The semester finally over and starting back up with a new one I recently joined the student council and since it's February that means Valentine day.
Yes the month where there's love in the air and couples go on a date or whatever they do.
And everyone's happy well at leat the couples are but it's also a day to see who gets rejected or the people who are single.
I just so happen to be the one who's single I don't know why I think I'm pretty cute and normal. OK maybe not normal but I still think I'm cute when I do my hair and makeup, dress nicely.

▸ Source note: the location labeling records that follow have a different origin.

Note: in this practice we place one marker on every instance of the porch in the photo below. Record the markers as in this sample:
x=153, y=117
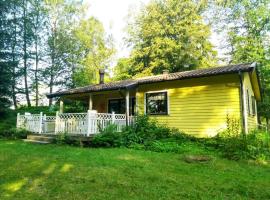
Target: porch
x=74, y=124
x=104, y=108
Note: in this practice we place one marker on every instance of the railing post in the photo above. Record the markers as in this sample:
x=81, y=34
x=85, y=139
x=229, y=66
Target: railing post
x=113, y=117
x=56, y=122
x=40, y=123
x=18, y=121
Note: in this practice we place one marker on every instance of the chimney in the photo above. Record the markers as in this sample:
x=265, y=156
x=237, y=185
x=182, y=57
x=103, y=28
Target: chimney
x=165, y=71
x=101, y=76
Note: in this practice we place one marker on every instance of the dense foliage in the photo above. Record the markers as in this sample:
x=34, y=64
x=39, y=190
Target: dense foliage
x=169, y=34
x=247, y=39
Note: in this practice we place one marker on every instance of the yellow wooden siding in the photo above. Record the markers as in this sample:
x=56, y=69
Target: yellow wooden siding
x=251, y=119
x=197, y=106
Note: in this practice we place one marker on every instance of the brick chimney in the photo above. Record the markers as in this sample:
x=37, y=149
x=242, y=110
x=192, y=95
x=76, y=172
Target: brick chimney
x=101, y=76
x=165, y=71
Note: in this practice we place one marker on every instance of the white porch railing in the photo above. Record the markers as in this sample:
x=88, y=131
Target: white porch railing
x=71, y=123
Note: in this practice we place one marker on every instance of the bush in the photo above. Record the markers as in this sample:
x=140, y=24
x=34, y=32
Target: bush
x=14, y=133
x=255, y=145
x=64, y=138
x=143, y=132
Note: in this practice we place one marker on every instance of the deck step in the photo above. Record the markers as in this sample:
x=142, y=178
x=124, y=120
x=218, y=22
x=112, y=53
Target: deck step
x=36, y=141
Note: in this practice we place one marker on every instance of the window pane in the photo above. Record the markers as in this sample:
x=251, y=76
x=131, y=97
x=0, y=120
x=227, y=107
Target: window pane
x=156, y=103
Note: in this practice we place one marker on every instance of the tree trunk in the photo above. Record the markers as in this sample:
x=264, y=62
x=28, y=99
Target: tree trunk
x=25, y=56
x=37, y=60
x=53, y=61
x=13, y=86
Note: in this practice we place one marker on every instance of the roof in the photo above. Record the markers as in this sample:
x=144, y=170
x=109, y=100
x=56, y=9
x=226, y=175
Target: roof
x=229, y=69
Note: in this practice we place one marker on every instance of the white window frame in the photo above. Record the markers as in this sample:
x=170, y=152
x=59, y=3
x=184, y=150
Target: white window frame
x=168, y=102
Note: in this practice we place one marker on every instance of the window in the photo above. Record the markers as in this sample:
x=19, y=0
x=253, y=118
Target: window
x=248, y=103
x=118, y=106
x=253, y=103
x=157, y=103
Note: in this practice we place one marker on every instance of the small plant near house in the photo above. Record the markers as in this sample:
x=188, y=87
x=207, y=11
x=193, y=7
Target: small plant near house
x=109, y=137
x=14, y=133
x=236, y=145
x=145, y=134
x=64, y=138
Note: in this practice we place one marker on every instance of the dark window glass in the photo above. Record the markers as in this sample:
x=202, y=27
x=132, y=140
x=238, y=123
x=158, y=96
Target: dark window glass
x=118, y=106
x=248, y=103
x=253, y=105
x=156, y=103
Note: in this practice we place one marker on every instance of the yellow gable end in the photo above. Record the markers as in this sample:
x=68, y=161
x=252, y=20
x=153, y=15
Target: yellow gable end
x=198, y=106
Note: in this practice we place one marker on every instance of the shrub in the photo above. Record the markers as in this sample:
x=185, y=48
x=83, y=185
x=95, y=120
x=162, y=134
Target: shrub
x=143, y=132
x=14, y=133
x=255, y=145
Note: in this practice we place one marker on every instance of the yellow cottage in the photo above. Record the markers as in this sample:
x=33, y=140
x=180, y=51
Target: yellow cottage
x=197, y=102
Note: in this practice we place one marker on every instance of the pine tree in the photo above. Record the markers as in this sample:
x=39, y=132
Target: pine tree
x=169, y=34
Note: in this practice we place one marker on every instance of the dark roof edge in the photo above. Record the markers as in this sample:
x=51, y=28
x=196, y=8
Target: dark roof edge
x=132, y=85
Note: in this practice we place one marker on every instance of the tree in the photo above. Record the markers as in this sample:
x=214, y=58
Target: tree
x=5, y=56
x=246, y=24
x=96, y=49
x=62, y=17
x=123, y=69
x=169, y=34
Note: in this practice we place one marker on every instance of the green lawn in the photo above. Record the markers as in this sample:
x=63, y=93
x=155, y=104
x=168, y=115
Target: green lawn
x=30, y=171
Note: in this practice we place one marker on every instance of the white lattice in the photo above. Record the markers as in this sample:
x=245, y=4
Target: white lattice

The realization hit me that's the reason I'm single because I dont make a good impression.
I cringe at the thought of that, It dose make sense I always am to lazy to brush my hair in the mornings so it's always tangled or in knots.
If I can't find clean clothes than I wear the same thing I wore yesterday.
All the boys must think I'm a disgusting pig well I screwed up there I guess.
I don't care, I'm a strong independent women that need no man. I'm not scared of anything.
"Ahhhhhhhhh,"
"Are you OK,"
"Yeah you just scared me sebby,"
I put my hand over my hart as if it would jump out of me at any moment. I finally clam down and looked up at Sebastian.
His face was so close to mine, I got scared again and fell backwards.
I close my eyes getting ready for the impact and the pain. I didn't feel anything except a warm arm around my waist holding me tight.
I slowly open my eyes seeing Sebastian holding on to me from falling.
I blushed on how even closer we where than before.
Way to go dumdass I mentally slap myself.
"Are you hurt," he asked in concerned voice.
"No thanks to you I'm not,"
He removes his arm from my waist for me to move freely.
"Your welcome are you going to the dance?" He asked suddenly.
"Uh huh I already bought my ticket," that's a lie I didn't buy my ticket or did i ever even think of going, I was thinking of staying at home watch what ever is on Netflix but whatevers fine.
"Would you like to go with as a date," he said.
"Yeah sure why not," I said not realizing what he just said.
"Okay I will pick you at 6 be ready," he said turning the corner to go to his next class.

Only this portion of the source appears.